# Mon imprimante aurait-elle un VIRUS ? ? ?



## Bricole (8 Août 2006)

Bonsoir la foule
Mon EPSON SP 890 me fait un caprice:
du jour au lendemain, elle s'est refusée à toute impression; le chariot effectue les déplacements correspondant à la mise en page, mais la feuille reste blanche. J'ai démonté et nettoyé les têtes (alcool à brûler sous pression modérée et dans les deux sens), remonté le tout et ai procédé à 2 cycles de nettoyage in situ pour faire descendre l'encre, et de fait, le tampon d'absorbtion prévu à cet usage et que j'avais fait dégorger s'est trouvé réimbibé, mais rien n'y fait, même le test d'impression de l'utilitaire ne donne rien.
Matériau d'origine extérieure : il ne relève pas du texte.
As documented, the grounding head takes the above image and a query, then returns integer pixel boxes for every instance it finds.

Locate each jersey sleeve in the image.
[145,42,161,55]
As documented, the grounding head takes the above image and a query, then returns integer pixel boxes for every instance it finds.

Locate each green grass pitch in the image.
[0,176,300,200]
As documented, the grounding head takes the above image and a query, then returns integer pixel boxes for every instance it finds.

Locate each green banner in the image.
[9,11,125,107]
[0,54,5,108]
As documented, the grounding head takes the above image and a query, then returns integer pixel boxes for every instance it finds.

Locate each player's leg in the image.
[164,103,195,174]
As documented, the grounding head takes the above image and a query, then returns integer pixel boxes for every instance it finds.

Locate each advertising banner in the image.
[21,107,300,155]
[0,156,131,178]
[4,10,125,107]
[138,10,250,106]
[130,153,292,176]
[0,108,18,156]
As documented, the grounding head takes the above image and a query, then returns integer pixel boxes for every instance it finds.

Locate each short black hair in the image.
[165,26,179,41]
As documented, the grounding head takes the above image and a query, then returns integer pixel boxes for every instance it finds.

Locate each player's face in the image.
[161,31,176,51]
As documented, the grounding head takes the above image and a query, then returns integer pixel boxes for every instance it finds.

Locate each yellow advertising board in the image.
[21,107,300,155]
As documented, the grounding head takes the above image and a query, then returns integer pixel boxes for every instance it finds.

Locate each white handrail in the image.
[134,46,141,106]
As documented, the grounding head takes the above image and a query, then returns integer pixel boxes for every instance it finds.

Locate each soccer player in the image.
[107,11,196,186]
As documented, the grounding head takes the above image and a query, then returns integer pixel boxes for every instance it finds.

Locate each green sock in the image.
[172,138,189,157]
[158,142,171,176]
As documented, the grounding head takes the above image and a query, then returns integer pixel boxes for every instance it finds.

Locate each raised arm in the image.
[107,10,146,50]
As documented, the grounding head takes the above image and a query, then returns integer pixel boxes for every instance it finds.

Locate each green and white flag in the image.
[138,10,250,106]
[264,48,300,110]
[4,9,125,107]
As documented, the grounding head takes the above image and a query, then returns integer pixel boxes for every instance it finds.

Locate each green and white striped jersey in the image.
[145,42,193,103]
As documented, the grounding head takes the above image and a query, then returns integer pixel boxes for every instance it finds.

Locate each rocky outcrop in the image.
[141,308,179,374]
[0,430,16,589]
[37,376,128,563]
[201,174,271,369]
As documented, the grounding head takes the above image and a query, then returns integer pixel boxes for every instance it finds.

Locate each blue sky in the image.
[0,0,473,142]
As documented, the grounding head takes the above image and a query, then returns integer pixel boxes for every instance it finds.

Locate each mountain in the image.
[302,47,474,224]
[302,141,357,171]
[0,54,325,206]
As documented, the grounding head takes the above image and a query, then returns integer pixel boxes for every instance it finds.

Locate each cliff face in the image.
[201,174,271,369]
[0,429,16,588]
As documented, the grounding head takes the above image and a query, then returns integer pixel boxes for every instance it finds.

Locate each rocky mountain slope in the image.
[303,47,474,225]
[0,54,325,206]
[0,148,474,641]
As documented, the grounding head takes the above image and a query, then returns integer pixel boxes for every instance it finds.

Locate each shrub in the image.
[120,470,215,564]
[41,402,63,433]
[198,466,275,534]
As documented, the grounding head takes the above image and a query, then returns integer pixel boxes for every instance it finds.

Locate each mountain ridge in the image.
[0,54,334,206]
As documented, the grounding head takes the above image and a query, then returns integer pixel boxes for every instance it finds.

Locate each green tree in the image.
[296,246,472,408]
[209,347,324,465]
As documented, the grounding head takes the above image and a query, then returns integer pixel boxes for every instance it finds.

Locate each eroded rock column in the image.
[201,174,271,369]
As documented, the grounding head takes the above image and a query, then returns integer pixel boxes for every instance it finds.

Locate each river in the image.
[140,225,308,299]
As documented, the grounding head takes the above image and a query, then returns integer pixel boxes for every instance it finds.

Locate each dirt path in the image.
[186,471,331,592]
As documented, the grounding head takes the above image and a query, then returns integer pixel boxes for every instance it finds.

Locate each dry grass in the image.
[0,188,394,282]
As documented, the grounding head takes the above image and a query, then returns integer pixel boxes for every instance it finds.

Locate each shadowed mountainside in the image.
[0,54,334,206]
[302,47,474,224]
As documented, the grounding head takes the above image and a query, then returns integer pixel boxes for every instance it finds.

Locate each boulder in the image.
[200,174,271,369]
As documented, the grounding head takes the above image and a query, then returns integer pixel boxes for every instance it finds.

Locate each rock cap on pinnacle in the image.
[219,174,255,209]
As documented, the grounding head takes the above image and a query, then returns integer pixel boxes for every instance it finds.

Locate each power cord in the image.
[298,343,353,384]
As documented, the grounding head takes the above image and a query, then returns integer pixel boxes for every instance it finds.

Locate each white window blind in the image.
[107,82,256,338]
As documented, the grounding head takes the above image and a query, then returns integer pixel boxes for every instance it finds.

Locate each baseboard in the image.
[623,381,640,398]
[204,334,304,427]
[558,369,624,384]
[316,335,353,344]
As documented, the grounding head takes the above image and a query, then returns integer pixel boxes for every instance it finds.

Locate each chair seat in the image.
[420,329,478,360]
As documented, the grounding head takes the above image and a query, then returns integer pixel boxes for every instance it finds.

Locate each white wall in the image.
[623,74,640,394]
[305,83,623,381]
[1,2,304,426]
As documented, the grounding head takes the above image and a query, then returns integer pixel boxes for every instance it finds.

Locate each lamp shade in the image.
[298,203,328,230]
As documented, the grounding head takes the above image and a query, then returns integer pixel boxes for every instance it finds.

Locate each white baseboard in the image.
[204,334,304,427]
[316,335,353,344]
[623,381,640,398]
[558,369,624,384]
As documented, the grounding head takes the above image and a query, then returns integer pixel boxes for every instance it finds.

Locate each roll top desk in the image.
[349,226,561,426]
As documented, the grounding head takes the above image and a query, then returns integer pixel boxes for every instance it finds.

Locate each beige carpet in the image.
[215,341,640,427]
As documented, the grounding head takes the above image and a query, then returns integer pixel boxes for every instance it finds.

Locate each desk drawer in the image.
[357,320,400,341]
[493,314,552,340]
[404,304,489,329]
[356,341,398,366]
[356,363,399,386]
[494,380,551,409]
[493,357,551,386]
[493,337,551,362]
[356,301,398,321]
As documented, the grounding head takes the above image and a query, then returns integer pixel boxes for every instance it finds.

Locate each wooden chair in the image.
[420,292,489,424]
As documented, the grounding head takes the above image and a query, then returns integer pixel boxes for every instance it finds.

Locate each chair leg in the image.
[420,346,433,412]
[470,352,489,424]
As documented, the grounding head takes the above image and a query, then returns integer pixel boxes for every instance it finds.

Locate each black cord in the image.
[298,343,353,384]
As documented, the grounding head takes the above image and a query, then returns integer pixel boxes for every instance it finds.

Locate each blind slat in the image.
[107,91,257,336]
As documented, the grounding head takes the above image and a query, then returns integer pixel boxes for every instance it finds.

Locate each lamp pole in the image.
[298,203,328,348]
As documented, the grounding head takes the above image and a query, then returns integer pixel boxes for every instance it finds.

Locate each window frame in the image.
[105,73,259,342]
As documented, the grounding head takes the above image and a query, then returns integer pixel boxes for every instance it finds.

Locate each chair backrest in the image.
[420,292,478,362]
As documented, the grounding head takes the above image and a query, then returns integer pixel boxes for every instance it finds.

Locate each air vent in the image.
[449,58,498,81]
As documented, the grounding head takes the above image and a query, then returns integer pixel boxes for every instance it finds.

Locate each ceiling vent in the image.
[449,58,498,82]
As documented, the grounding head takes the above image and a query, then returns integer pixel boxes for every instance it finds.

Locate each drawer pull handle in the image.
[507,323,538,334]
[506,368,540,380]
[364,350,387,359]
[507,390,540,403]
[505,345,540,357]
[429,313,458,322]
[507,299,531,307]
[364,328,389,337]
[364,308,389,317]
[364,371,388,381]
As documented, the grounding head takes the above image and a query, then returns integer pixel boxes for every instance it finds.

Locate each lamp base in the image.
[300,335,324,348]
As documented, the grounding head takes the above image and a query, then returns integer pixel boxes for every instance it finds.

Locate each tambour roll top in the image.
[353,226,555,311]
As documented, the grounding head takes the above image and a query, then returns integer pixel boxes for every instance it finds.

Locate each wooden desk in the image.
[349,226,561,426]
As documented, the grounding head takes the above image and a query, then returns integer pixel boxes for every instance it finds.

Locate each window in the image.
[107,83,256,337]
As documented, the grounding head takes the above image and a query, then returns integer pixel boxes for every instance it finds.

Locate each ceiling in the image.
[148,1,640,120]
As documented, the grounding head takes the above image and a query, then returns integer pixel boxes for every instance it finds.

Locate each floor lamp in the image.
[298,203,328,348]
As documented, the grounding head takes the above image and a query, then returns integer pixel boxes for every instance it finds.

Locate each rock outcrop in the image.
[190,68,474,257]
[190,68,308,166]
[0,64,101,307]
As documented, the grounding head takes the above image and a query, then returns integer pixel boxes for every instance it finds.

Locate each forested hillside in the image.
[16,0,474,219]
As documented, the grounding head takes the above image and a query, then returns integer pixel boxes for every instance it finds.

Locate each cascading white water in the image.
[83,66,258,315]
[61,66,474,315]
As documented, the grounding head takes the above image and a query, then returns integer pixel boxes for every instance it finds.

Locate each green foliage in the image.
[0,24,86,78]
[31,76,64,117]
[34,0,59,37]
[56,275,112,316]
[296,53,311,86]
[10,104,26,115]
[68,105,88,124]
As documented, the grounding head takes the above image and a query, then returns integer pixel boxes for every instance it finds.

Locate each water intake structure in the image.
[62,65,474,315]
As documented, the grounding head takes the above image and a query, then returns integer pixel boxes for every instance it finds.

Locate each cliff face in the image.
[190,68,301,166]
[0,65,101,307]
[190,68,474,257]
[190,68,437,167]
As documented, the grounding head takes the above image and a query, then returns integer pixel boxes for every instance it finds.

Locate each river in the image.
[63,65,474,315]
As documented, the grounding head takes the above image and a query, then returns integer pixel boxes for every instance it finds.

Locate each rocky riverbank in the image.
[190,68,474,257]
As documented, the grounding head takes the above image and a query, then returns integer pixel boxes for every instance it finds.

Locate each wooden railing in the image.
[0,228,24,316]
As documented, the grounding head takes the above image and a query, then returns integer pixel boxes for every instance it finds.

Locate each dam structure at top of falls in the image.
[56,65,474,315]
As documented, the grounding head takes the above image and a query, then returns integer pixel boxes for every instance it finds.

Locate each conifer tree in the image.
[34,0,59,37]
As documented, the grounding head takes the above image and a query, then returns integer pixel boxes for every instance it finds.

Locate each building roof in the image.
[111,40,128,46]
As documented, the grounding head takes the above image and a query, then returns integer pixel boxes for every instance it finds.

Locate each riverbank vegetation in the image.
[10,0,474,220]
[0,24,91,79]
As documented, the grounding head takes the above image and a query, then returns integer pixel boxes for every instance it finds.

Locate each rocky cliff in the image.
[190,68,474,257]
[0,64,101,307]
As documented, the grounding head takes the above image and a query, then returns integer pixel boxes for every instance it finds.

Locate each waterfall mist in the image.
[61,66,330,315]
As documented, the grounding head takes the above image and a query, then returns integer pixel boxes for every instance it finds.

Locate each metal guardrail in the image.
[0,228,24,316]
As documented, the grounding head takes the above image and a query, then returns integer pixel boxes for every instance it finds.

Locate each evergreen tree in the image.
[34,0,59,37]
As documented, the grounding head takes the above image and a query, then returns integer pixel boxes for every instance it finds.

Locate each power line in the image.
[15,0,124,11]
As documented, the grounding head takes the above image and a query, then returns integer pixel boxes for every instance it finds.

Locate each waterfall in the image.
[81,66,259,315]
Alors, y aurait-il un virus en circulation qui rende "muettes" les imprimantes ? Sinon, quelqu'un aurait-il une suggetion ?


----------



## garfield (8 Août 2006)

Salut!

Peut être que l'engrenage qui entraine le chariot oû les cartouches sont placées est cassé, j'avais eut ce problème sur une imprimant HP.En gros ça pédale dans la semoule!


----------



## Bricole (9 Août 2006)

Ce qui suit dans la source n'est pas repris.